I grew tomatoes from seedlings, strange I know as I don't even like tomatoes but I loved seeing them develop more leaves, a flower and a tiny tomato! I watched them grow, and grow, and grow into a forest of tomato plants. It was so joyous. 








I'd had a dream to grow tomatoes and chillis to make peri-peri sauce which I eventually did ๐Ÿ˜Š





Fast forward a year and I started dreaming of having a garden made of earth rather than containers. Jim talked about finding me an allotment ('hort' in Catalan), something very common here. Everyone with a piece of land grows an abundance of vegetables in the summer. 

Soon the town grapevine was activated. My walk and talk friend, Raqel, heard from the corner pet/garden store that the local high school was looking for a retiree to develop an hort at the school. The idea being to get the students outside and involved in gardening. Sadly they had no takers. The universe was looking kindly upon me. I happened to know one of the school directors having met him the first day we landed in Taradell. Raqel and I visited the school and we all agreed that we could take on the hort project. The aim being integrated learning, being outside, a bit of English and learning about plants. All my favourite things in one! 

 In May 2022 I met my future garden. 


I was so excited and so daunted at the same time. It was enormous!!! And so bare. And so dry!

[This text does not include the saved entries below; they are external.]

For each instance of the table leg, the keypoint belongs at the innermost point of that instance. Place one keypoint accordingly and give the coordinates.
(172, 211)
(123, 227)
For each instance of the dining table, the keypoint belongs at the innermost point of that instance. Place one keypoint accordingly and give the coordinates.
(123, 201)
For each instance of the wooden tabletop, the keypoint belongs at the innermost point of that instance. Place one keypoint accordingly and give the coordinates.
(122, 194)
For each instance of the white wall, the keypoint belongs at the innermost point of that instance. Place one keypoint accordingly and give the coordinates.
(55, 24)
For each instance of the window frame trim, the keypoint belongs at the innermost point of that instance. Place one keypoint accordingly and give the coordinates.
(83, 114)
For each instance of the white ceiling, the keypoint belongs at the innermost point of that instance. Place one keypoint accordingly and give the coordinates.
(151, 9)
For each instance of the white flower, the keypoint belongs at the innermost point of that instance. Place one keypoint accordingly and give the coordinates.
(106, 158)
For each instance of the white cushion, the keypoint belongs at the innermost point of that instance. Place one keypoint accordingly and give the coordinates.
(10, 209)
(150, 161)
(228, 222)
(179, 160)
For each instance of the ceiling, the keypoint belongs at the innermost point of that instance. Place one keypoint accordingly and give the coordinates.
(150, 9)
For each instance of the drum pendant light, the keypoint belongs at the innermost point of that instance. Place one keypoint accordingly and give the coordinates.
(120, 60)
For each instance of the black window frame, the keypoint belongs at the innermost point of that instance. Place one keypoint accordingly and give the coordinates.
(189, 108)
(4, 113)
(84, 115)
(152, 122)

I'd been growing various plants from seed since March and my balcony was overflowing with small plants ready for a home. 

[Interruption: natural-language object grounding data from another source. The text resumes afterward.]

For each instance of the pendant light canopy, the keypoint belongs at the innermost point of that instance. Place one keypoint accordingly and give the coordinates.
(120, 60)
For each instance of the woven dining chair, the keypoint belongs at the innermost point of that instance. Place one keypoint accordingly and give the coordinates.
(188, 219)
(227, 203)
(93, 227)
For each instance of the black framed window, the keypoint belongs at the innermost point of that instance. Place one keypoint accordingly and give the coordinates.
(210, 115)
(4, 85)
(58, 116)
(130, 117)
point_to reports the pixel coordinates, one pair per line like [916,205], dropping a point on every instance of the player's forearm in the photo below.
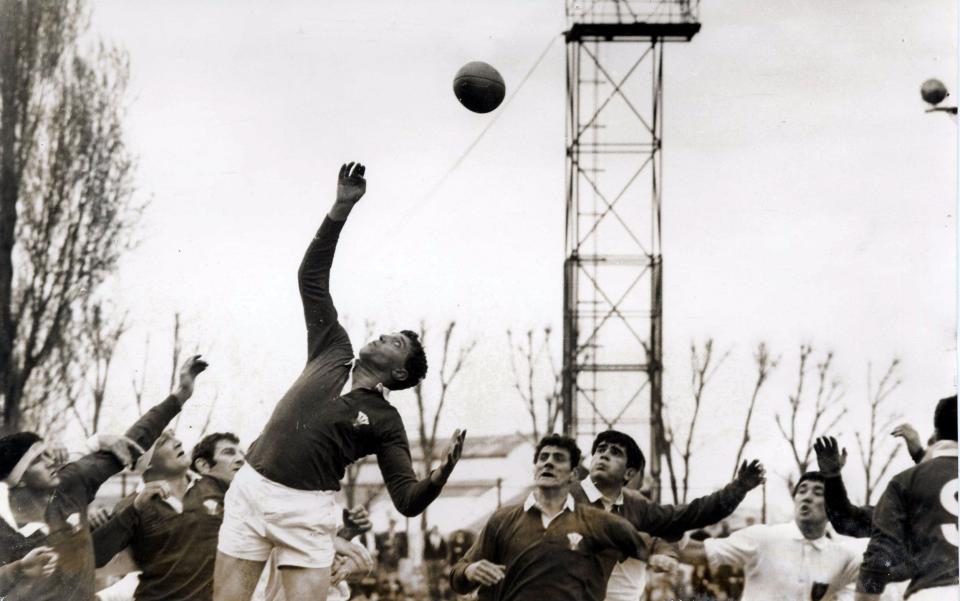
[846,518]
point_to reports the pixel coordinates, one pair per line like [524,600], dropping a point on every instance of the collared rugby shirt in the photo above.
[174,544]
[569,560]
[66,519]
[314,432]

All the blogs and articles I'd read advised planning the space. I didn't know what that meant so I decided to have a middle row for students to walk down and plants on either side. 

The first experiment:
Everyone in the town puts out organics for the town to turn into compost which is then offered to the town residents. I went down to the car park to get a sackful. The school offered three sacks of town compost so I tilled in one sack into the right hand side of the hort. 

The water:
The bigger issue was watering. I couldn't go there every day as weekends away beckoned, trips to Scotland planned and visitors on their way. 

Before I could plant anything, I had to find ways to get the plants watered while I was away.  It was time for some experimenting on my own balcony garden so we could head out of town.